В полдень следующего дня я заглянул к Фоксу в его квартиру. Он вытянулся на диване — очевидно, я опять должен был перенять те его обязанности, что в принципе перенимаемы. Этой просьбой он меня и встретил.
— Не забивай газету своими желторотыми гениями, — дружелюбно говорил он, — и не перетруждайся. Делать там сейчас нечего, но кто-то же должен приструнить эту мелкую бестию Эванса в мое отсутствие. Будь его воля, он бы вовсе меня вытеснил; думает, и без меня прекрасно справится.
Я на свой лад выразил презрение к Эвансу и собрался уходить.
— А, и еще… — окликнул меня Фокс. Я оглянулся. — Сегодня должна прийти почта из Гренландии. Если Кэллан сумел дать волю перу, то пусти его писанину, будь другом. Это материал на передовицу, сам понимаешь.
— Полагаю, сперва на него следует взглянуть Соуну? — уточнил я.
— Ах да, — ответил он, — но вели ему строго держаться текста старины Кэла, прямо вбей ему это в голову. Если Соун напьется и добавит отсебятины, выйдет конфуз. Люди ждут неразбавленного Кэла. Вот что: своди-ка Соуна на обед, а? Приглядывай, сколько он пьет, да растолкуй хорошенько, чтобы он строго следовал Кэлу.
— Значит, Соун в своем репертуаре? — спросил я.
— О, — ответил Фокс, — он все сделает как надо, если донесешь до него одну простую мысль.
Тут его скрутил долгий и острый приступ. Я позвал слугу и оставил Фокса оправляться.
В редакции «Часа» меня встретили гранки рукописи Кэллана. Вручил мне их Эванс, человек за перегородкой.
— Я решил, это обязательно пойдет в номер, вот все и подготовил, — сказал он.
— О, конечно пойдет, — ответил я. — Но сначала пойдет к Соуну.
— Соуна еще нет.
Я расслышал подспудное ехидное удовольствие в его голосе. Эванс так и ждал нашего фиаско.
— Ну, что ж, — непринужденно ответил я, — времени еще вдоволь. Оставьте место в запасе. А я пошлю кого-нибудь за Соуном.

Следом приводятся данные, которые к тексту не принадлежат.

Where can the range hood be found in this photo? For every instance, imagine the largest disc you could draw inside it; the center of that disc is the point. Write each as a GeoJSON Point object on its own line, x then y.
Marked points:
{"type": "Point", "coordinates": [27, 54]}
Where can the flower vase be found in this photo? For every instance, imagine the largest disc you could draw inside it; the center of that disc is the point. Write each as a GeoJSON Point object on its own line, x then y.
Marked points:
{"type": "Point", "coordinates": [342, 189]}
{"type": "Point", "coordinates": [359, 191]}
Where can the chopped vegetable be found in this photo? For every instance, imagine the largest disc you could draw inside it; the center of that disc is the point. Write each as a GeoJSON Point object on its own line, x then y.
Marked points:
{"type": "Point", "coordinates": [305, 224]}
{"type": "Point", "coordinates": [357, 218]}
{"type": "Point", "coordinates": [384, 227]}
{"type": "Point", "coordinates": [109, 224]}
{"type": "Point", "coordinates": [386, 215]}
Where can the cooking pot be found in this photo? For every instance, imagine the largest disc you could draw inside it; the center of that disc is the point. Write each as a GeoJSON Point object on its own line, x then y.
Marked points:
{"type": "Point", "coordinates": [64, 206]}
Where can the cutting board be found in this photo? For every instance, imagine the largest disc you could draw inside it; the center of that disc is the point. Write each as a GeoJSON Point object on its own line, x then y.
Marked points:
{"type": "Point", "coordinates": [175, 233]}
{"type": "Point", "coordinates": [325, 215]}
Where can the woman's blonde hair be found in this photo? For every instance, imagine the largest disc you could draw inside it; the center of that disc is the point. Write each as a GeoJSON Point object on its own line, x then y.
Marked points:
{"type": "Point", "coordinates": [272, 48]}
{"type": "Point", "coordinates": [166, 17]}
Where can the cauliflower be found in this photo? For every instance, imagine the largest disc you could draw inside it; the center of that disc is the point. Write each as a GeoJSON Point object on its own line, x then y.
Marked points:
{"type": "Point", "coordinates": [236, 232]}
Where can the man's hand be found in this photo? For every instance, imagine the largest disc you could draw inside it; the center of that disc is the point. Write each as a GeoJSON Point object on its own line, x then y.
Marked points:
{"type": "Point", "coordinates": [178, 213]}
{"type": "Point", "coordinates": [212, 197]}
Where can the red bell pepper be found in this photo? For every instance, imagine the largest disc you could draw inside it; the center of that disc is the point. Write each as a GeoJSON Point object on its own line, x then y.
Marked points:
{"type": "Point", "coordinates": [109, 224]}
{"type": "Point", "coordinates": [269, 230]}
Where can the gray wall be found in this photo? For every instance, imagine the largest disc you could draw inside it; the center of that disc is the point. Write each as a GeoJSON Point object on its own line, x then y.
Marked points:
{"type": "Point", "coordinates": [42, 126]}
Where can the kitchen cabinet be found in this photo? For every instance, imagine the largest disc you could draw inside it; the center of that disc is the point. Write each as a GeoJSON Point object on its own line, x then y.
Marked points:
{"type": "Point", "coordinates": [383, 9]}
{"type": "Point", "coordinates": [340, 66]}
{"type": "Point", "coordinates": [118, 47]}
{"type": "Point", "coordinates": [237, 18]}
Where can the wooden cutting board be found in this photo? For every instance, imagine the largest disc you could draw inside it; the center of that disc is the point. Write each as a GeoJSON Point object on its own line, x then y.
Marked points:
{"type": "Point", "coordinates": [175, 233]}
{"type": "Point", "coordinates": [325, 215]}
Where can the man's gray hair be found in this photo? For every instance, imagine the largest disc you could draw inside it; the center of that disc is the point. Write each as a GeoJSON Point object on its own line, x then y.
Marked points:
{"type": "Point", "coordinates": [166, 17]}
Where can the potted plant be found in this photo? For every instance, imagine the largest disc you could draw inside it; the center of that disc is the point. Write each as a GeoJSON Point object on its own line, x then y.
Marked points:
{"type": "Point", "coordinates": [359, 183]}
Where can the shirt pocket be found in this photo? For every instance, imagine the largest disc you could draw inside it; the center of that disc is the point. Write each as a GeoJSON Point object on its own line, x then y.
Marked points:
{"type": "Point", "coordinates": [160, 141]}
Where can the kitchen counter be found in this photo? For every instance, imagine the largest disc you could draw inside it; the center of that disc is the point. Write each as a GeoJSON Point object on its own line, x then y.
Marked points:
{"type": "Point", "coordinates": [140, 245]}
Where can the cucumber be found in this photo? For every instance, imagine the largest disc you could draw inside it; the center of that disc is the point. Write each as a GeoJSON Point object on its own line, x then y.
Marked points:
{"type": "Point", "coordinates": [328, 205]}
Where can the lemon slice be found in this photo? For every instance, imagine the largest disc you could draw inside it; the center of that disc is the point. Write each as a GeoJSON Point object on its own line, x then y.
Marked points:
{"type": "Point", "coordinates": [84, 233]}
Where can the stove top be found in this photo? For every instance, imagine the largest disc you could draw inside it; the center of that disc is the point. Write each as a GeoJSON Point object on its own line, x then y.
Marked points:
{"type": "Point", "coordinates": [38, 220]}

Я почувствовал, что это испытание для моей смекалки. Меня не особенно заботила газета, но не хотелось, чтобы меня обставил Эванс — этот бешеный валлиец в очередном припадке упрямства. Я знал, что будет; знал, что Эванс разыграет невообразимую глупость — глупость непрошибаемую, присущую всем представителям его примитивного рода. Меня ждал день треволнений. И в моих обстоятельствах этому оставалось только радоваться — так я отвлекался от своих неприятностей. Попробуй предаться мрачным думам, когда правишь норовистой лошадью.
Эванс знал, что я достаточно несведущ в технических деталях; их он, мрачно торжествуя, весь день от меня скрывал.
Иногда я порывался сам прочитать статью Кэллана. Но это было нечитаемо. Она открывалась описанием убогости быта гренландцев и безвкусными пассажами, полными местного колорита.
Я и так знал, что будет дальше. Это бытописание домершевской Гренландии в стиле Кэллана — уполномоченного инспектора, — призванное продемонстрировать славу и пользу возрождения. Я отлично знал, что будет, и физически не мог продраться дальше первых десяти строк.
К тому же все шло наперекосяк. У печатников случилась очередная вспышка дурацких вопросов. Их посыльные шли к Эвансу, Эванс слал их за сосновую перегородку ко мне. «Мистер Джексон желает знать…»
Четвертый посыльный из отправленных к Соуну вернулся с вестями, что Соун прибудет в полдесятого. Я велел найти самый крепкий кофе, что только варят в городе. Прибыл Соун. Болен, говорил он, ах как болен. Он пожелал укрепить здоровье шампанским. Я предложил кофе.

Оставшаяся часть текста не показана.